Magnetism-driven nonrelativistic spin splitting (NRSS) provides a pathway toward efficient, spin-orbit-free spintronics. In centrosymmetric two-dimensional antiferromagnets, spin-polarized transport is symmetry-forbidden due to the combined space-time inversion (PT) symmetry. Here, by employing first-principles density functional theory and spin-group symmetry analysis, we demonstrate that twisting two antiferromagnetic or ferromagnetic monolayers of CoCl2, AX2 (A = Mn, V; X = Cl, Br, I), NiF2, NiBr2, FeS, CoS, MnTe2, MnSe2, and RuSe induces finite NRSS even in the absence of spin-orbit coupling.

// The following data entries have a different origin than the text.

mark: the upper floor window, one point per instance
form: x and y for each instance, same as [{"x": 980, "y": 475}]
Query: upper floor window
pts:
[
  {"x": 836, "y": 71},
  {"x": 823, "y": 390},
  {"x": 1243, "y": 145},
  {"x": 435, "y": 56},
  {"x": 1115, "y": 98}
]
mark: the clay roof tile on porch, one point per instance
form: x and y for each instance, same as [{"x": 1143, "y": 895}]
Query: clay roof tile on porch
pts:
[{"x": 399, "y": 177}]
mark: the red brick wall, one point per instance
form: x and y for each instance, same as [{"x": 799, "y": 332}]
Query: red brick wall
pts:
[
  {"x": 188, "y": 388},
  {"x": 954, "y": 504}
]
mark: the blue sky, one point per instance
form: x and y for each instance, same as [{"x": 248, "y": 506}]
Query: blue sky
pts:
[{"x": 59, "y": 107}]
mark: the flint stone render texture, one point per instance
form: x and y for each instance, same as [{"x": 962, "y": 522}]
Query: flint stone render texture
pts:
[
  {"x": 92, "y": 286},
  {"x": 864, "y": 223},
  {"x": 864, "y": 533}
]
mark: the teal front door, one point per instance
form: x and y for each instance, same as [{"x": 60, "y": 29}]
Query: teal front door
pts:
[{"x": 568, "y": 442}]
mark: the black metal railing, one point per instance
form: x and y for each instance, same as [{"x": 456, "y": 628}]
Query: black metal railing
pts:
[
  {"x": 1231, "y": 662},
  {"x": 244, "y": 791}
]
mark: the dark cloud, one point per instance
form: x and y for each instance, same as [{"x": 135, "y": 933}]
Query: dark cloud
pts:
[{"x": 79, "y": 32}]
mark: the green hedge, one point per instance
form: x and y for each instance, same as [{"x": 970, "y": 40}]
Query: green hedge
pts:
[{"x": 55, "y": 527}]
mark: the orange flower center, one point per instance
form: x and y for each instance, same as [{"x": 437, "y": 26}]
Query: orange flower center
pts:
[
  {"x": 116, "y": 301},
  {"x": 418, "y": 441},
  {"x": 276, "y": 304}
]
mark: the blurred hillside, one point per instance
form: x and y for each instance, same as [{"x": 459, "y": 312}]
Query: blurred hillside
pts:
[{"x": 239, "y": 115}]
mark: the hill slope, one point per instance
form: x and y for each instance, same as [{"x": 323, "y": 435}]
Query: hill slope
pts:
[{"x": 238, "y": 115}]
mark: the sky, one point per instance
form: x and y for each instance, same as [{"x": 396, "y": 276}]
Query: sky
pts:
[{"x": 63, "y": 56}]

The relative twist breaks [C2||P] and [E||Cnz] symmetries, giving rise to momentum-dependent spin polarization with distinct d-, g-, and i-wave altermagnetic patterns across the Brillouin zone. Using symmetry-invariant k· p modeling, we extract linear spin-splitting coefficients α(1) ranging from 800-1100 meV, comparable to SOC-induced Rashba-Dresselhaus strengths observed in noncentrosymmetric semiconductors. An out-of-plane electric field (Ez) introduces Zeeman-type band splitting up to 110 meV at 10 MV/cm, while biaxial strain tunes the NRSS magnitude nearly linearly without altering symmetry. Crucially, the strain uxx-yy reduces the spin point group symmetry and drives reversible g/i → d wave-type transitions, resulting in finite spin conductivity and an enhanced spin-splitter angle (up to 18). These results extend the concept of altermagnetism to twisted bilayer geometries and establish a general route for realizing exchange-driven, nonrelativistic spin currents through symmetry engineering without requiring heavy elements or spin-orbit coupling.